西谷監督はじめ演出チームがこの本を読んでいたのかどうかは知らないが、不倫を描くドラマの中で橋と川のモチーフが効果的に用いられていたことは確かだ。そして、最終回のラストシーン、紗和と北野の決定的な別れを描くシーンでは、引っ越しのトラックに乗った北野と自転車を押す紗和が橋の途中ですれ違うのだが、紗和は後ろから来た消防車に気をとられ、北野の乗る車に気づかない。そして、紗和はひとりで橋を渡っていくが、そこを禁断の色の象徴である赤い消防車が追い越していく。初回の冒頭、ベランダ越しに紗和が見ていた橋を渡る赤い消防車が、ここで反復される。実は、紗和の中の恋への欲望の火はまだ消えていないのでは、と思わせるザワザワする演出だった。その前には、ご丁寧にも紗和が自宅に火を放ち、初回では他人事として眺めていた火事の当事者になるというシーンも用意されているのだが。

というように、色や背景に着目すると、この古典的ともいえる不倫ドラマがより深みを増して起ち上がってくる。全編を通して、オレンジ色に包まれる夕暮れのシーンも多かった。赤の欲望に引き寄せられながらも真っ赤にはなれないオレンジという色が象徴するもの。それが、紗和と北野のゴールのない恋だったのかもしれない。
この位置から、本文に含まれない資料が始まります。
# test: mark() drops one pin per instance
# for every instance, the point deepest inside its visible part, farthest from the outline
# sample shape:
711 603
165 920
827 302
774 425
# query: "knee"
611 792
それにしても、実生活でも人妻となった上戸彩が妻のいる男との不倫に溺れる主婦を演じる、と聞いた時には、さぞかし艶めかしいシーンが…と前傾姿勢になったものだが、ソッチ方面は主に吉瀬美智子と北村一輝のこってりカップルに託され、紗和&北野は昆虫採集に興じたり動物園デートをしたりと、今どきは中学生でもしないような純朴ぶりで、もちろん濃厚なベッドシーンもナシ。上戸のふくよかな胸の谷間が垣間見れる眼福は一度たりとも我々には与えられなかった(エンドタイトルで一瞬だけ映る)。
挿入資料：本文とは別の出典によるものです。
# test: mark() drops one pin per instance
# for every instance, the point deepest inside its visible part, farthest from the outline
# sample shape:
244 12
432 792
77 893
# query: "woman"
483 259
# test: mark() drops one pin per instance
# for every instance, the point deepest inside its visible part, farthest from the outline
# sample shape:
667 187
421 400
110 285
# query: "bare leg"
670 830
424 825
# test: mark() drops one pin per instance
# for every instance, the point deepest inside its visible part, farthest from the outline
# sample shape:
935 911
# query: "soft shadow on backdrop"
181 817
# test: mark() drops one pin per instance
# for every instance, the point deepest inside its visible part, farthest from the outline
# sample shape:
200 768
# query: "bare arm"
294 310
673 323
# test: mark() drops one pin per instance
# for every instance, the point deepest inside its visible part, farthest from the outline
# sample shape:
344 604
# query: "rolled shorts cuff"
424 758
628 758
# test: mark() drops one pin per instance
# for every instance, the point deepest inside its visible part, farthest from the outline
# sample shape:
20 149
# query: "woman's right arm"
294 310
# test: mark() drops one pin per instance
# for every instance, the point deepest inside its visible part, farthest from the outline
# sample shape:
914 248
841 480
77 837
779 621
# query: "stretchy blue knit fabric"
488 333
そして、ことさら「不倫は薄汚い欲望」「罪深いもの」という価値観が上戸のナレーションによって強調される。「不倫を推奨するとはけしからん」という世間の声に対するエクスキューズなのかもしれないが、ラストシーンの紗和は、明らかに「あ、懲りてない、このひと。またやらかしそう」と思わせる描き方をしているので、「不倫ダメ、絶対!」の警鐘は昨今のコンプライアンスを意識した建前なんだろうか、という気もする。とはいえ、不倫の恋が盛り上がりそうな場面で、突然雨が降ってきたり、庭のホースで窓ガラス越しに水をかけられたりと、火に油ならぬ水を注ぐことで「ちょっと奥さん、冷静に!」と無言の忠告をしていたような気もするが、考え過ぎだろうか。
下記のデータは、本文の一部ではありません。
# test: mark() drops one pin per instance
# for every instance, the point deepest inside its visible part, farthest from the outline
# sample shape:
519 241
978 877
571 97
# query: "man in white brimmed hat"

地味なポロシャツにメタルフレームのメガネをかけた高校教師・北野は、昆虫や動物の話になると雄弁になるオタク体質で周囲から浮いているが、ギラついたところやチャラいところがないせいか、不倫をしていてもどこか純愛の風が吹いてしまう。紗和の夫・俊介(鈴木浩介)は、ふたりの間に子どもがいないことを気づかって紗和のことをあえて「ママ」と呼び、嫁よりペットのハムスターを気にかけ、マザコン気味の美容にこだわる中性化した男で、結婚してからは紗和を抱こうとしない(嫁が上戸彩でセックスレスはあり得ないが)。紗和から「他に好きなひとがいる」と打ち明けられた衝撃のあまり突然『森のくまさん』を歌い出すようなこれまた妙な男なのだが、とはいえ、学校の放送室に立てこもり、紗和と生徒への別れのメッセージを一方的に演説してご満悦の北野先生も大して変わらない変人ではある。紗和も、夫を裏切って不倫をしたのだから、せっかくなら夫と真逆のタイプの男を選べばいいものを、と考えるのは男側の論理だろうか。北野と俊介はふたりとも生き物好きだし、同性の友だちもいそうにないし、こんな立場でなければ似た者同士で案外仲よくなっていたのかもしれない。

一方、利佳子とデキてしまう鳴かず飛ばずの絵描き・加藤(北村)は、仕事で訪れた出版社のトイレからトイレットペーパーをくすねたり、ホテルからちゃっかりビールを持ち帰ったり、生活に困窮している様子が描かれるにも関わらず、なぜか悲壮感がない。しかも描いた絵は盗作という、才能もあるんだかないんだかよくわからない男なのだが、乞食王子(by吉田健一)の佇まいというか、男から見てもヘンに色気があるキャラクターだった。利佳子にとっては、夫が編集長を務める雑誌で仕事をする加藤と付き合うことは、夫に対する反逆の象徴だったのかもしれない。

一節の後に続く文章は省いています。